Customers using StarTree for user-facing analytics can effortlessly integrate their Delta Lake Gold tables into StarTree using the managed connector. This robust integration ensures that data flows smoothly between Delta Lake and StarTree, supporting a wide range of data operations. Whether it's the addition of new data, updates to existing data, or deletions, these changes are automatically and seamlessly reflected in StarTree. This automatic synchronization eliminates the need for manual intervention, allowing businesses to maintain real-time data accuracy and integrity in their user-facing analytics applications.
In addition to seamless integration, StarTree provides a comprehensive backfilling solution to update the tables in Apache Pinot whenever there are changes in the data pipeline. This includes handling schema evolution, which is crucial for maintaining the consistency and accuracy of analytics as data structures evolve over time. The backfilling solution ensures that any modifications to the data pipeline are automatically applied to the existing tables in Apache Pinot.
This capability is particularly valuable in dynamic data environments where data models frequently change to accommodate new business requirements or to improve data quality. With StarTree's backfilling solution, businesses can ensure that their real-time analytics remain up-to-date and reflective of the latest data, without the need for complex manual updates or extensive downtime. This allows organizations to maintain continuous, reliable analytics performance, even as their data pipelines evolve.
Users can now confidently rely on tables in StarTree to power user-facing analytics applications and other use cases that require low-latency at very high concurrency. This means that applications demanding real-time data access and rapid query responses can perform exceptionally well using StarTree's robust infrastructure. Whether it’s an interactive dashboard for financial analysis, a customer-facing analytics portal, or any application that needs to handle thousands of queries per second with minimal delay, StarTree is up to the task.
Meanwhile, AI/ML workloads and ad-hoc data exploration tasks will continue to run efficiently on the copies of raw and processed data stored in Delta Lake. This separation of concerns allows each system to excel at what it does best: Delta Lake for comprehensive data processing and transformation, and StarTree for delivering rapid, real-time analytics.
This architecture is designed to be flexible and non-disruptive, enabling users to integrate StarTree into their existing data pipelines effortlessly. By plugging StarTree into the current setup, users can enhance their data infrastructure with capabilities for extremely low-latency queries and high throughput without needing to overhaul their entire system. This integration allows businesses to maintain their existing workflows and data processing routines while significantly boosting the performance of their user-facing applications.
Conclusions
Integrating StarTree with Delta Lake results in a formidable analytics solution that caters to both data processing and real-time analytics needs. Delta Lake is renowned for its robust data processing capabilities and support for ad-hoc analytics, making it ideal for handling large volumes of historical data. On the other hand, Apache Pinot is designed to deliver low-latency, high-throughput query performance, essential for real-time analytics applications.
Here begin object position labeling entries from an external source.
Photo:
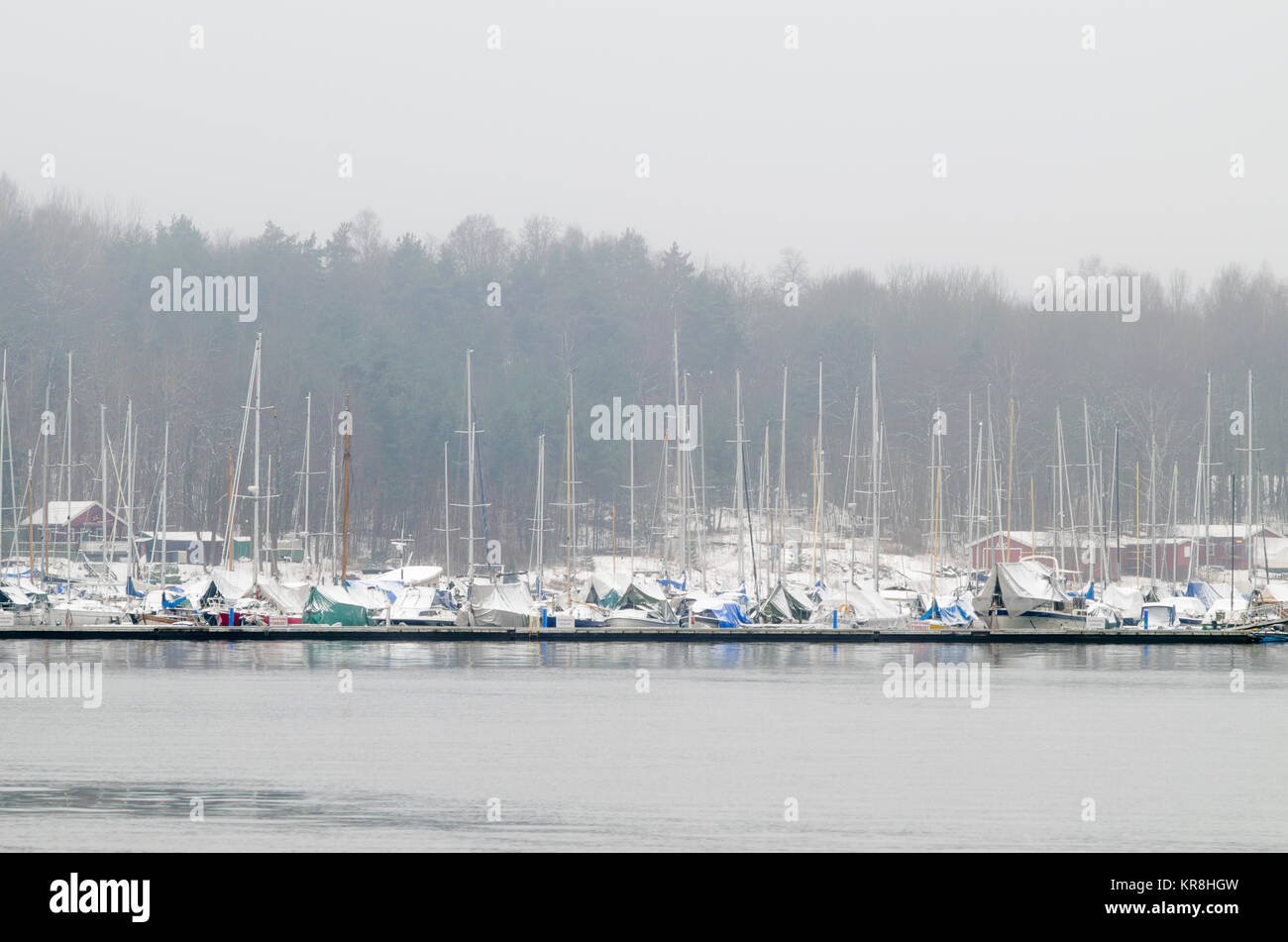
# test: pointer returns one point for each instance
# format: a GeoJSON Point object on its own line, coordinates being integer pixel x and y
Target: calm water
{"type": "Point", "coordinates": [706, 760]}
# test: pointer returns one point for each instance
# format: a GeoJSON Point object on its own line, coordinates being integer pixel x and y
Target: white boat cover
{"type": "Point", "coordinates": [411, 576]}
{"type": "Point", "coordinates": [498, 605]}
{"type": "Point", "coordinates": [1124, 600]}
{"type": "Point", "coordinates": [288, 600]}
{"type": "Point", "coordinates": [1024, 585]}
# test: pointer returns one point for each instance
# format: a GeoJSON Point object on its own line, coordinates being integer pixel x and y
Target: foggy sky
{"type": "Point", "coordinates": [1054, 154]}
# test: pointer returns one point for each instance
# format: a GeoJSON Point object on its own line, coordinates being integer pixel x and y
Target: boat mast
{"type": "Point", "coordinates": [165, 488]}
{"type": "Point", "coordinates": [631, 488]}
{"type": "Point", "coordinates": [738, 475]}
{"type": "Point", "coordinates": [344, 540]}
{"type": "Point", "coordinates": [1207, 475]}
{"type": "Point", "coordinates": [876, 482]}
{"type": "Point", "coordinates": [782, 485]}
{"type": "Point", "coordinates": [67, 439]}
{"type": "Point", "coordinates": [254, 541]}
{"type": "Point", "coordinates": [818, 476]}
{"type": "Point", "coordinates": [851, 478]}
{"type": "Point", "coordinates": [447, 517]}
{"type": "Point", "coordinates": [44, 529]}
{"type": "Point", "coordinates": [1252, 493]}
{"type": "Point", "coordinates": [308, 439]}
{"type": "Point", "coordinates": [1091, 512]}
{"type": "Point", "coordinates": [102, 464]}
{"type": "Point", "coordinates": [129, 486]}
{"type": "Point", "coordinates": [679, 453]}
{"type": "Point", "coordinates": [539, 521]}
{"type": "Point", "coordinates": [469, 433]}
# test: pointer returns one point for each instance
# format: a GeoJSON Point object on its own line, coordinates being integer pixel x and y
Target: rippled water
{"type": "Point", "coordinates": [576, 757]}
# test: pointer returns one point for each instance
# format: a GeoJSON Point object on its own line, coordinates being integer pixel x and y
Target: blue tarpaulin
{"type": "Point", "coordinates": [954, 614]}
{"type": "Point", "coordinates": [1203, 592]}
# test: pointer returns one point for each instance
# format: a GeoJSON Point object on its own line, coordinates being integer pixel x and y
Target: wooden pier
{"type": "Point", "coordinates": [902, 633]}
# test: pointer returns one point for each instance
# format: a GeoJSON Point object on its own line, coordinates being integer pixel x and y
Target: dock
{"type": "Point", "coordinates": [897, 633]}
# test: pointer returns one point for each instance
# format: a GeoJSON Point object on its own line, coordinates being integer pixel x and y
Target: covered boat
{"type": "Point", "coordinates": [643, 605]}
{"type": "Point", "coordinates": [1026, 596]}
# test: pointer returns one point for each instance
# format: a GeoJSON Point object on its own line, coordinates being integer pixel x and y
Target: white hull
{"type": "Point", "coordinates": [1034, 622]}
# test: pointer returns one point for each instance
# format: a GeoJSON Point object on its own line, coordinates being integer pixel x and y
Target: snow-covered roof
{"type": "Point", "coordinates": [59, 511]}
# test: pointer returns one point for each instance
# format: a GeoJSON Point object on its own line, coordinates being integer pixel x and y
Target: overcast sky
{"type": "Point", "coordinates": [1054, 154]}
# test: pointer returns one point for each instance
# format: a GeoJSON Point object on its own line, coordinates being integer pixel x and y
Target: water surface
{"type": "Point", "coordinates": [561, 743]}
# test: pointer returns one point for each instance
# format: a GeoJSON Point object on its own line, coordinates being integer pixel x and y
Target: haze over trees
{"type": "Point", "coordinates": [385, 319]}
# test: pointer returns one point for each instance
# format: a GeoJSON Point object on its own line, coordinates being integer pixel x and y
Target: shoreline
{"type": "Point", "coordinates": [809, 633]}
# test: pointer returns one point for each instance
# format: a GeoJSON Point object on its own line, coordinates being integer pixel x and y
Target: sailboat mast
{"type": "Point", "coordinates": [1252, 494]}
{"type": "Point", "coordinates": [344, 538]}
{"type": "Point", "coordinates": [254, 541]}
{"type": "Point", "coordinates": [165, 488]}
{"type": "Point", "coordinates": [308, 439]}
{"type": "Point", "coordinates": [447, 517]}
{"type": "Point", "coordinates": [782, 485]}
{"type": "Point", "coordinates": [876, 481]}
{"type": "Point", "coordinates": [738, 471]}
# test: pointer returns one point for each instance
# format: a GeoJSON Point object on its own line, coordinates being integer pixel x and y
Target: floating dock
{"type": "Point", "coordinates": [750, 633]}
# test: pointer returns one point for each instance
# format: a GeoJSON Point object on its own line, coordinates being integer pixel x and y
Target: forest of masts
{"type": "Point", "coordinates": [745, 504]}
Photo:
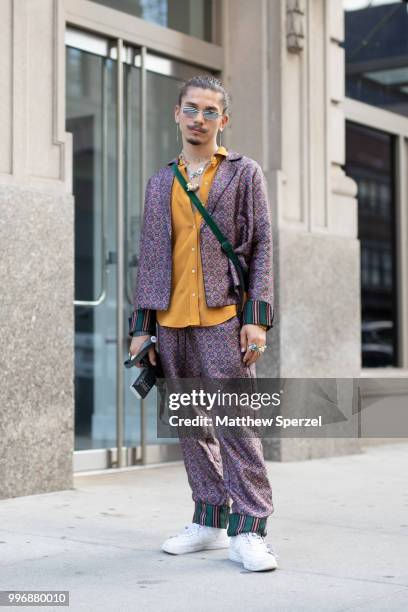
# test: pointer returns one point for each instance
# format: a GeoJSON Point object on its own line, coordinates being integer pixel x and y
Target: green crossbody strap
{"type": "Point", "coordinates": [225, 244]}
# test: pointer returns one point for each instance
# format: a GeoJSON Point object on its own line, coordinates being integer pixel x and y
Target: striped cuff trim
{"type": "Point", "coordinates": [210, 515]}
{"type": "Point", "coordinates": [257, 312]}
{"type": "Point", "coordinates": [143, 319]}
{"type": "Point", "coordinates": [243, 523]}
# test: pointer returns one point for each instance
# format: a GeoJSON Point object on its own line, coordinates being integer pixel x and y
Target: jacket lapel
{"type": "Point", "coordinates": [224, 175]}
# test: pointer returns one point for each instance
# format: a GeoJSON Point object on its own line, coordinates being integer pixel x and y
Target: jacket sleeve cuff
{"type": "Point", "coordinates": [143, 319]}
{"type": "Point", "coordinates": [257, 312]}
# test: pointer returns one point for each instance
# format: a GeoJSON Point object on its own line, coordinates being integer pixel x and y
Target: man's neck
{"type": "Point", "coordinates": [197, 152]}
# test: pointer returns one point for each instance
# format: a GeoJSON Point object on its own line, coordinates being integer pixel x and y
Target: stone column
{"type": "Point", "coordinates": [285, 71]}
{"type": "Point", "coordinates": [37, 253]}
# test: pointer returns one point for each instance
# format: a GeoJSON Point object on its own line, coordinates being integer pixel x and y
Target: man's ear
{"type": "Point", "coordinates": [224, 120]}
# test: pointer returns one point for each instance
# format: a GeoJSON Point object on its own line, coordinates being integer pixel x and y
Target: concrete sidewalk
{"type": "Point", "coordinates": [340, 528]}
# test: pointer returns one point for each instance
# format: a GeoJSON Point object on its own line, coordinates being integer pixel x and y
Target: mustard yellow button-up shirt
{"type": "Point", "coordinates": [187, 301]}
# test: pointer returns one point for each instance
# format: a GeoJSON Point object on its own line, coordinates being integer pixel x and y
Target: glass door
{"type": "Point", "coordinates": [113, 155]}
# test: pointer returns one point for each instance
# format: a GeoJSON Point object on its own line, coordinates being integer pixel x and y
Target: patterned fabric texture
{"type": "Point", "coordinates": [238, 202]}
{"type": "Point", "coordinates": [220, 468]}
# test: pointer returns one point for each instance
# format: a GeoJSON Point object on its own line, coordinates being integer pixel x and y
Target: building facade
{"type": "Point", "coordinates": [87, 116]}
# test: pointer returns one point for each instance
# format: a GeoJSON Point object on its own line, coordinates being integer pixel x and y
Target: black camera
{"type": "Point", "coordinates": [149, 373]}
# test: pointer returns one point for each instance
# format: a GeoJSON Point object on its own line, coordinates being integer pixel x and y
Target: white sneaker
{"type": "Point", "coordinates": [196, 537]}
{"type": "Point", "coordinates": [252, 550]}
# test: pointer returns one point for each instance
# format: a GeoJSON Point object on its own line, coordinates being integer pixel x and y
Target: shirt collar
{"type": "Point", "coordinates": [221, 150]}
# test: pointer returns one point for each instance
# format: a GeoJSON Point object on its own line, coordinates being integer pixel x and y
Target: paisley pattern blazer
{"type": "Point", "coordinates": [238, 202]}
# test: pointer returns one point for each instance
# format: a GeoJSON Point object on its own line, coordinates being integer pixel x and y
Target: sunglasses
{"type": "Point", "coordinates": [192, 111]}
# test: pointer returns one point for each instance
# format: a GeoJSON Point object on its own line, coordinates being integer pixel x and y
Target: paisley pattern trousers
{"type": "Point", "coordinates": [220, 469]}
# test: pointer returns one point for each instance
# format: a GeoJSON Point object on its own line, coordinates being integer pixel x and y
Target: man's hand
{"type": "Point", "coordinates": [251, 334]}
{"type": "Point", "coordinates": [136, 345]}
This seamless integration ensures that data remains consistent and readily available, empowering businesses to capitalize on the strengths of both platforms. With Delta Lake managing extensive data processing tasks and Apache Pinot handling real-time queries, organizations can achieve a comprehensive analytics framework that addresses a wide range of use cases.
"The Delta Kernel project is intended to speed up integration into the Delta Lake ecosystem. I'm excited to see StarTree use Delta Kernel for their real-time analytics solution." – Tathagata Das, Tech lead for Delta Lake at Databricks
By leveraging the combined power of Apache Pinot and Delta Lake, businesses can unlock the full potential of their data, enhancing their ability to respond to dynamic market conditions and drive innovation through real-time analytics.